The approval is supported by data from the Phase III INAVO120 trial, published in the New England Journal of Medicine (October 2024), which demonstrated a 57% reduction in the risk of disease progression or death when Itovebi was added to palbociclib and fulvestrant compared to the standard regimen alone (PFS: 15.0 vs. 7.3 months; HR=0.43, p<0.001). The progression-free survival benefit was consistent across all subgroups and the combination was well tolerated, with no new safety concerns observed.
Further results from the final overall survival analysis in INAVO120 showed that the Itovebi-based combination reduced the risk of death by 33% (HR=0.67; p=0.0190).

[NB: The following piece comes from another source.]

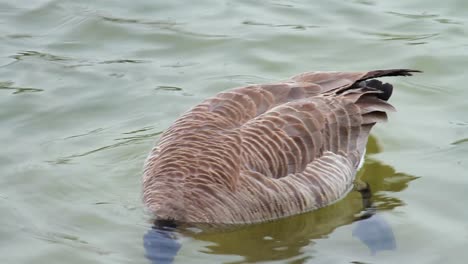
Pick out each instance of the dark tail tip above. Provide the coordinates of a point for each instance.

Additionally, it delayed the need for chemotherapy by nearly two years, a major quality-of-life advantage for patients.
These pivotal findings were presented at the 2025 American Society of Clinical Oncology (ASCO) Annual Meeting and published in NEJM in May 2025.
Beyond INAVO120, Itovebi is being evaluated in three additional Phase III trials (INAVO121, INAVO122, INAVO123) across various treatment combinations in PIK3CA-mutated advanced breast cancer. Roche is also exploring its potential in other cancers with PIK3CA mutations, aiming to expand the reach of this targeted therapy.